Tout d’abord, je vous signale que la mer est plutôt néfaste pour les cannes en bambou refendu. L’humidité saline peut décoller les sections du bois, et la réparation devient impossible et plus coûteuse que l’achat d’une canne neuve.

Cependant, quelques séances ne peuvent nuire, si on prend les précautions indispensables : laver la canne à l’eau douce après chaque séance, bien l’essuyer aussitôt avec un linge doux et la placer dans un endroit sec ... s’il en existe, ce qui, dans le climat marin, n’est pas toujours le cas.
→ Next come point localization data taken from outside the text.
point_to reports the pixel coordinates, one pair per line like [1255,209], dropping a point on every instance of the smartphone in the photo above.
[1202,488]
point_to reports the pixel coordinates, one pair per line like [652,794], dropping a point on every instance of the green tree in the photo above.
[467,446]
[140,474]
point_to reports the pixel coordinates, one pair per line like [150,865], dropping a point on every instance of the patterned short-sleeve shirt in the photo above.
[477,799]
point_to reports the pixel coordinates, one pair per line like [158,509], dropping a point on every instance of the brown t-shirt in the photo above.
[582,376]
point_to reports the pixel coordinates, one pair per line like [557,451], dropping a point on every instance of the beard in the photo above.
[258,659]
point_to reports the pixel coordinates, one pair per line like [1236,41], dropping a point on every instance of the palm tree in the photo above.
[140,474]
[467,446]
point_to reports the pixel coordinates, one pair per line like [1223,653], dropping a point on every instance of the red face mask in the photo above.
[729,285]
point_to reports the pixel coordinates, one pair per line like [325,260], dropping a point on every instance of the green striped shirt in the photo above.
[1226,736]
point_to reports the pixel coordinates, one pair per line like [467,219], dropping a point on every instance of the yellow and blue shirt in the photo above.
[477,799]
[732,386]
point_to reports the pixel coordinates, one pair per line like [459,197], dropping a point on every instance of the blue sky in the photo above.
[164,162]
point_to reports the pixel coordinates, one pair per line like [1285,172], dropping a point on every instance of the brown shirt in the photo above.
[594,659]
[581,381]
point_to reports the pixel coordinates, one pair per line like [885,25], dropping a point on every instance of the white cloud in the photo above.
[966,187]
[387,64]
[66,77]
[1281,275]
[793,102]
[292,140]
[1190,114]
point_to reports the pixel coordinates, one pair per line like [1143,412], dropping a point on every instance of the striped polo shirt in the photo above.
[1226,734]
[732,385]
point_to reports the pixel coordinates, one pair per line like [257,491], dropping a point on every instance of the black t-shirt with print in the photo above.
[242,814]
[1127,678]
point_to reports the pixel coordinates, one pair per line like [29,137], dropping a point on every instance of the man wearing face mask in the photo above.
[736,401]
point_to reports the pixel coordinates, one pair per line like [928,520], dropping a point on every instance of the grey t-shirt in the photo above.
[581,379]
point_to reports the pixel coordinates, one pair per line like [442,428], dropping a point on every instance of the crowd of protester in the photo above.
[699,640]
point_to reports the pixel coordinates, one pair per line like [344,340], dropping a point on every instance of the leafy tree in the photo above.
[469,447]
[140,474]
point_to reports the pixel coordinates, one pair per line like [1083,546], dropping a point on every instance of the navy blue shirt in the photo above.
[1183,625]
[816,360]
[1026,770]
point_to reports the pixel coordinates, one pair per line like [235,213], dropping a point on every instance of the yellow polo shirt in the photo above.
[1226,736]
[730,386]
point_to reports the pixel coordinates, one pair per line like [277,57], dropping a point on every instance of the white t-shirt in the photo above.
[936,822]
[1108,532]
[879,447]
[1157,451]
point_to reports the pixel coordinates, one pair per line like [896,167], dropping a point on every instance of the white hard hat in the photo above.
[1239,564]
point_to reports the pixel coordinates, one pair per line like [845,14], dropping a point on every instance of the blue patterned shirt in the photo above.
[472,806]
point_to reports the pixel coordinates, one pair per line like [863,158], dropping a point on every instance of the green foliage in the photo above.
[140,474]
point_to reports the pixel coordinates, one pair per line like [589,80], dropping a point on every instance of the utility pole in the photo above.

De toute façon, il est très important, avant d’emmener une canne à la mer, de vérifier que son vernis est absolument intact et, si ce n’est pas le cas, de la passer au papier de verre fin et de lui donner au moins deux couches de ce vernis transparent, dit « extérieur », dont se servaient les voituriers.

Une solution plus sûre consiste à bricoler pour la mer une vulgaire canne en bambou noir avec un « pied de bambou » d’une seule pièce que vous couperez de façon à lui donner la « puissance » désirée. Vous la garnirez d’anneaux en laiton et ferez à la base une bonne poignée en y enfilant des bouchons percés collés à la « glu marine », sur lesquels glisseront deux bagues provenant d’une virole de cuivre sciée en travers, qui serviront de porte-moulinet.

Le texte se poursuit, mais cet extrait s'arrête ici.